Saudi Arabia acknowledged for the first time on Wednesday that 15 of the 19 hijackers in the attacks on the World Trade Center and Pentagon were Saudi citizens.

"The names that we got confirmed that," Interior Minister Prince Nayef said in an interview with The Associated Press. "Their families have been notified."

Previously, Saudi Arabia had said the citizenship of the 15 hijackers was in doubt despite U.S. insistence they were Saudis.

Usama bin Laden — the chief suspect in the Sept. 11 attacks the killed more than 3,000 people — was Saudi born but stripped of his citizenship in 1994.

Asked if he had information on whether bin Laden was dead or alive, Nayef said: "We have no information and we have no interest in this subject."

Nayef also said the kingdom has detained about 30 people since the attacks, based on lists provided by the United States. Some have been released.

Nayef said the men still in detention "have been influenced by bin Laden's thinking."

"It's possible that we will find among them members of the (Al Qaeda) organization," he added. "But so far we haven't found anything."

Nayef said the Saudi leadership was shocked to learn 15 of the hijackers were from Saudi Arabia and said it was natural that the kingdom had not noticed their involvement beforehand.

"How can I place the name of a Saudi on a blacklist when I have nothing to justify the action?
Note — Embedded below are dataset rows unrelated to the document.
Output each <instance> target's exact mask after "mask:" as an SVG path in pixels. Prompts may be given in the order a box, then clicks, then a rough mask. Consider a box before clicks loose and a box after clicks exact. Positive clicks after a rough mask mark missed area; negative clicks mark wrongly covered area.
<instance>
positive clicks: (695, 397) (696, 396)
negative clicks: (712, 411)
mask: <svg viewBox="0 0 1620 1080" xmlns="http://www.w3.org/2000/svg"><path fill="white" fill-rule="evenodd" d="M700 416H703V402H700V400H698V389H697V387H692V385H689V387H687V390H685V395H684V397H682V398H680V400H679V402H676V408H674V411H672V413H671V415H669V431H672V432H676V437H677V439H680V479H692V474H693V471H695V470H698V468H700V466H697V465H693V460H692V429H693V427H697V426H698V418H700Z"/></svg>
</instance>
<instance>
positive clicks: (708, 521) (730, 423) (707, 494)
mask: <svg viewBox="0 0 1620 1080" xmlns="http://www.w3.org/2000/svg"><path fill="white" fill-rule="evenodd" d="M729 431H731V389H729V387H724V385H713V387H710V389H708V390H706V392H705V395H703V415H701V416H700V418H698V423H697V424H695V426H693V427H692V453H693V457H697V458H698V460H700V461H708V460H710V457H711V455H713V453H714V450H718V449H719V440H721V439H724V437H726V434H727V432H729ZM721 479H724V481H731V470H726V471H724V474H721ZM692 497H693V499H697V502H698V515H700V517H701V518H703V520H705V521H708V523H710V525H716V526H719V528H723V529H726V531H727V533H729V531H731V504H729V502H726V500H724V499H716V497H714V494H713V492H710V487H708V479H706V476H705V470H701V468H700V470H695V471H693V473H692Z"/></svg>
The Saudis are free to travel wherever they like."

"If we had known they were going to do what they had done, we would have stopped them," he said.

"I believe they were taken advantage of in the name of religion and regarding certain issues pertaining to the Arab nation, especially the issue of Palestine," said Nayef.

Nayef said the oil-rich kingdown bears no responsibility for the actions of the hijackers.

"This is the truth ... and I defy anyone to prove it," he added.

The prince said there was no evidence so far of Al Qaeda cells operating in Saudi Arabia, but added:

"There may be a limited number of people that we don't know about."

He promised "no mercy" for any Al Qaeda radicals discovered "just as we showed no mercy before Sept. 11."